FAJAR.CO.ID, JAKARTA- Ketua Kwarnas Gerakan Pramuka, Adhyaksa Dault, melaporkan situs dan akun-akun media sosial yang memuat dan menyebarkan konten porno dan kekerasan kepada Kapolri, Jenderal Badrodin Haiti.

“Saya melaporkan pornografi di internet dengan kata kunci ‘salam Pramuka’, ‘salam OSIS’, ‘salam batik’ dan konten-konten porno lainnya,” ujar Adhyaksa usai bertemu Jenderal Badrodin Haiti di Mabes Polri, Jalan Trunojoyo, Rabu siang, (4/5).

Sebelum melaporkan ke Kapolri, pihaknya telah melakukan sejumlah langkah untuk menyetop penyebaran konten pornografi tersebut.

Pertama, pada pukul 16.00 WIB, 13 April 2016, Kwarnas Gerakan Pramuka menghubungi Google Indonesia, terkait dengan banyaknya konten porno yang menggunakan kata kunci “Salam OSIS” dan “Salam Pramuka”. “Google Indonesia menyampaikan bahwa prosedur pengaduan harus lewat Kementerian Komunikasi dan Informatika Republik Indonesia,” ujar mantan Menpora ini.

Kedua, pada pukul 17.00 WIB, 13 April 2016, Kwarnas Gerakan Pramuka mengirimkan surat resmi kepada Kemkominfo RI. Kemudian pada hari yang sama, pukul 18.00 WIB, Kemkominfo RI langsung mengirimkan kepada pihak Google.

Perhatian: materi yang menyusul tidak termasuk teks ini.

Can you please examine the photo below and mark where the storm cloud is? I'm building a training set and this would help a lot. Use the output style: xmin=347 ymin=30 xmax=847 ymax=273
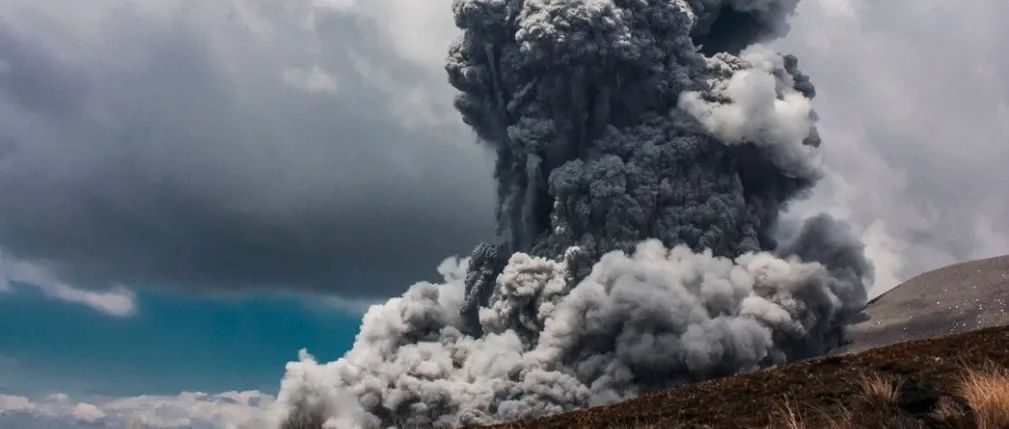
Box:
xmin=0 ymin=1 xmax=493 ymax=298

Ketiga, pada pukul 09.00-12.00WIB, 14 April 2015, Kwarnas Gerakan Pramuka bertemu Direktorat E-Business, Kemkominfo RI, di Lantai 4 Gedung Kemkominfo RI, Jalan Medan Merdeka Barat No. 9, Jakarta Pusat.

Keempat, pukul 03.00 WIB, 15 April 2016, Google sudah menghapus link-link video sesuai dengan surat yang dikirimkan Kwarnas Gerakan Pramuka. Kelima, pada 15 April, 16 April, 17 April, 18 April, 19 April, muncul kembali situs dan akun-akun media sosial yang memuat dan menyebarkan konten porno dengan kata kunci Salam OSIS”, Salam Pramuka” dan Salam Batik”.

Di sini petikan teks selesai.